No es un actor normal, aunque sólo sea por el hecho de que superó su espantosa condición de niño prodigio y de que piensa que está muy lejos de convertirse en la enésima mala versión de la caída de los dioses. La superstición nubla a veces su mundo y le conduce por vericuetos asombrosos, plenos de nuevas posibilidades, y se come el mundo cuando el alcohol le saca de sus permanentes amagos depresivos. Esta mañana su representante le ha traído un guión muy desmejorado, de sexta mano. La trama es convencional, por reiterada y por vulgar. Se trata de un empresario de éxito que ha sido abandonado, paulatinamente, por su mujer, su hermano, sus amigos y sus colaboradores. Solo contra el mundo se dispone a celebrar su 48 cumpleaños, pero antes tiene una cita con su hermano, ex convicto de la droga, que desea hacerle un regalo. A partir de ahí el argumento estalla en un endemoniado juego que conduce al protagonista a diversos extremos peligrosos, muy difíciles de superar por un hombre corriente. Hazañas breves en unas escenas convulsas en las que todo es un montaje elaborado por una supuesta empresa dedicada a estas falacias de alto nivel. El objetivo del juego es llevar al empresario de éxito a un estado de excitación vital límite, a la creencia de que nada es pura casualidad, de que todo está ocurriendo de verdad, hasta lo más inverosímil. En un final apocalíptico, el papel del protagonista, tras matar a su hermano sin pretenderlo, decide suicidarse y lo hace. Ni él mismo sabe que su leve muerte también es ficción, como lo han sido el asesinato previo, su bancarrota vía latrocinio industrial y la salida de su propia tumba en México. Un escarmiento global conducido por su hermano para que el hombre de moda baje de su nube de soberbia y viva en la humana realidad. Final feliz y a otra cosa.
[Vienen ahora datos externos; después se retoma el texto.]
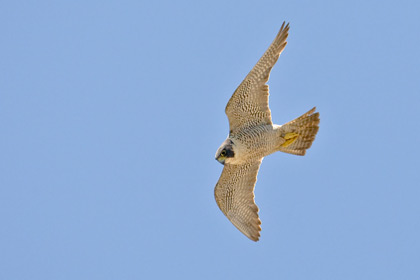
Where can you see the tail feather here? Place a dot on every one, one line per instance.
(298, 135)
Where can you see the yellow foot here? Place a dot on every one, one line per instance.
(290, 138)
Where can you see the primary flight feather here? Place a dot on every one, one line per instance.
(252, 136)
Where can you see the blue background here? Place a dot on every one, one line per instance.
(111, 113)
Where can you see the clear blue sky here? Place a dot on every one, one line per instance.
(111, 113)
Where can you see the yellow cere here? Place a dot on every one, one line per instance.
(290, 138)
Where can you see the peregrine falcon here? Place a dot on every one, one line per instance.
(252, 136)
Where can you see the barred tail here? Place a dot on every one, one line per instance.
(297, 136)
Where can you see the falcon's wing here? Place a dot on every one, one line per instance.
(248, 105)
(234, 193)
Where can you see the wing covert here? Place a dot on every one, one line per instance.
(234, 194)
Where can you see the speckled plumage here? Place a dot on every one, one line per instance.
(253, 136)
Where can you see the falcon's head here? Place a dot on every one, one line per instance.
(225, 152)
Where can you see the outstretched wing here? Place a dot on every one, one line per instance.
(248, 105)
(234, 193)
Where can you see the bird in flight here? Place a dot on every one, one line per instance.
(252, 136)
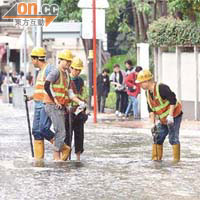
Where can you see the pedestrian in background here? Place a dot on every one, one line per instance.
(76, 116)
(162, 104)
(41, 122)
(117, 78)
(129, 67)
(133, 89)
(103, 88)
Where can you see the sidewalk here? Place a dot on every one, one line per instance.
(111, 119)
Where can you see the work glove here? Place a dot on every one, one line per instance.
(153, 129)
(26, 98)
(170, 120)
(82, 105)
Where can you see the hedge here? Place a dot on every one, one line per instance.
(171, 32)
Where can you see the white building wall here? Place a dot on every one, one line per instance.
(169, 75)
(169, 70)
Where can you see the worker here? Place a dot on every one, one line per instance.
(41, 122)
(57, 97)
(76, 117)
(162, 104)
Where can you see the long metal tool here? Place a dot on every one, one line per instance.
(28, 121)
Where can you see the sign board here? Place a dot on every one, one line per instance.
(87, 24)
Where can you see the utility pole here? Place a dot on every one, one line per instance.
(94, 60)
(39, 28)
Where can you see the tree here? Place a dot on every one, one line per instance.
(184, 9)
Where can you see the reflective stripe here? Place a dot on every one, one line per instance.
(164, 114)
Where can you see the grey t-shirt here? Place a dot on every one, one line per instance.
(54, 75)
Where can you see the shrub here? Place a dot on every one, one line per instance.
(171, 32)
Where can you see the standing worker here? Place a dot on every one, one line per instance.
(77, 121)
(41, 122)
(103, 88)
(162, 103)
(57, 97)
Pese a que su representante califica el guión como poco apto para sus características pero muy válido para pagar las deudas, el actor considera que el planteamiento es ambicioso y que su particular habilidad para crear personajes de la nada podría elevar un papel a priori desdeñable a una actuación insuperable. Como cuando hizo el Ricardo III en la versión vanguardista de un director novel. Un trabajo que pasó con más pena que gloria por los cines academicistas de los concursos de verano. Ni siquiera llegó al circuito comercial. Aquel joven director no superó a Ed Wood porque se retiró a tiempo. Sin embargo, el actor cree que aquel papel es digno de pasar a la historia de la interpretación y al álbum minoritario y elitista de las pequeñas joyas del cine de vanguardia.
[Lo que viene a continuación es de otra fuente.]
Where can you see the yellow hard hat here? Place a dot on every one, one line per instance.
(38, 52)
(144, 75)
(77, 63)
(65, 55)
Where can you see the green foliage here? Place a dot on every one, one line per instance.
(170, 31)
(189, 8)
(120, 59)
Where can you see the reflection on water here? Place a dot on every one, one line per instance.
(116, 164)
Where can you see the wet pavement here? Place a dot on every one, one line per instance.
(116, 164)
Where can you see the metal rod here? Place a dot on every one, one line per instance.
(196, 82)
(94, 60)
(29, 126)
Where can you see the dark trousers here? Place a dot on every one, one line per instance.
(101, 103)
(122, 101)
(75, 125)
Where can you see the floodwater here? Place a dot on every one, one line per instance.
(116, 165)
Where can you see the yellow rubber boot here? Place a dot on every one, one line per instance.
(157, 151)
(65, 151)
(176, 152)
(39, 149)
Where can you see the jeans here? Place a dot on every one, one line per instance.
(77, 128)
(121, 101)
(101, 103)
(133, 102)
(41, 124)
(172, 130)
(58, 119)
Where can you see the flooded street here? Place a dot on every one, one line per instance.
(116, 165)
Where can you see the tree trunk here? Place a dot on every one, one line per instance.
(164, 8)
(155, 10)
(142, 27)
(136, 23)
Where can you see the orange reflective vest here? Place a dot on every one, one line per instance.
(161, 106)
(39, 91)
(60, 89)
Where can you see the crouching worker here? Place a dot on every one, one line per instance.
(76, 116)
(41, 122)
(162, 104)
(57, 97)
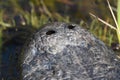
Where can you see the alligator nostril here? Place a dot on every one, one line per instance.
(50, 32)
(71, 26)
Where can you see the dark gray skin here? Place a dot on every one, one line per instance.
(62, 51)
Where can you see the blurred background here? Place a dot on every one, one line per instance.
(21, 18)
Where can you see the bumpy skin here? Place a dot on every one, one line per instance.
(61, 51)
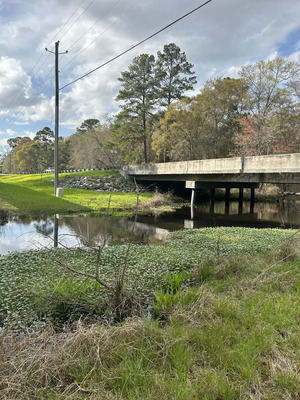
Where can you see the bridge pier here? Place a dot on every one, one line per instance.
(194, 185)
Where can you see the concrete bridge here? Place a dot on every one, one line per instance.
(238, 172)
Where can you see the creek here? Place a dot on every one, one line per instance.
(17, 234)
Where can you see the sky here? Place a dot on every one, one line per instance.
(218, 39)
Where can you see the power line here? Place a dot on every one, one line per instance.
(83, 1)
(91, 27)
(137, 44)
(15, 99)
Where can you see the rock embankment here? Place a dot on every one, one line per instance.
(107, 184)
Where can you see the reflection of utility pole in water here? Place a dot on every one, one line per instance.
(55, 238)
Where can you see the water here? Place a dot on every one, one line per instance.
(74, 231)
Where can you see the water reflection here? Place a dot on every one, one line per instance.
(60, 231)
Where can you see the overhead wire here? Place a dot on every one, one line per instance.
(97, 37)
(136, 45)
(37, 92)
(13, 102)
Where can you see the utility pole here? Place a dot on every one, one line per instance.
(56, 115)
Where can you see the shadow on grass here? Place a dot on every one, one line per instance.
(19, 199)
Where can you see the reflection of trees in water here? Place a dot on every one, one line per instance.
(3, 217)
(98, 231)
(44, 227)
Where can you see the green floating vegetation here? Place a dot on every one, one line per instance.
(24, 274)
(228, 329)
En la vida del actor hay dos mujeres. Su madre, por supuesto, y Lucy Ball, nombre artístico de Lucía Balaguer, una corista de un local de la Diagonal a quien el actor quiere dar un papel en su ópera prima como director. Su madre vive en un pueblo sin cine y cr ee que tiene un hijo famoso por los recortes de prensa que le envía él mismo y un Goya de plástico que le regaló para poner en la encimera de la chimenea. En un margen del guión que le ofrecen para ser el empresario de éxito apunta que el papel de la mujer fatal será para Lucy Ball, aunque habría que adaptar el personaje a la edad de la corista. El representante considera que el actor comienza a desvariar y le aconseja que lo piense y responda en un par de días.
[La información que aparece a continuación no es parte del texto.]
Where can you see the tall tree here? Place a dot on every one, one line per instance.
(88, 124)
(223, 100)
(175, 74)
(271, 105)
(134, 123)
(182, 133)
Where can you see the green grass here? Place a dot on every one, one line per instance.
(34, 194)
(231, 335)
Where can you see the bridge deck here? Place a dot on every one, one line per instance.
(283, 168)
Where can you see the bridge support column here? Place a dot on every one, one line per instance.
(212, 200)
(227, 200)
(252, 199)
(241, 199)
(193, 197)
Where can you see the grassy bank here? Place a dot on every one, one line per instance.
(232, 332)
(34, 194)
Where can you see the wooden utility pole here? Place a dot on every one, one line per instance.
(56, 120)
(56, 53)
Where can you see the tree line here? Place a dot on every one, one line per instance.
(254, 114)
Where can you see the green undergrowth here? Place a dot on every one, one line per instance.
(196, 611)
En un respiro de su esquizofrenia de andar por casa repasa fotografías en blanco y negro de su prometedora y errática carrera. Se recuerda, como en los documentales de las estrellas cuando mueren, en los teatros de instituto haciendo el Valerio del ‘Tartufo’ en la adaptación de Enrique Llovet, un don Latino de 17 años histriónicamente caracterizado para el acto noveno de ‘Luces de Bohemia’, una mancha oscura que se supone es una escena de ‘El triciclo’ de Arrabal, pruebas de vestuario en la capilla del seminario, novias antiguas en las fiestas de después de los estrenos juveniles donde amplificaba la felicidad… Nada de su deambular ulterior por las cloacas de la farándula, nada de sus tardes de mimo en Preciados, nada de su caída en brazos de todas las tentaciones. Nada de sí mismo.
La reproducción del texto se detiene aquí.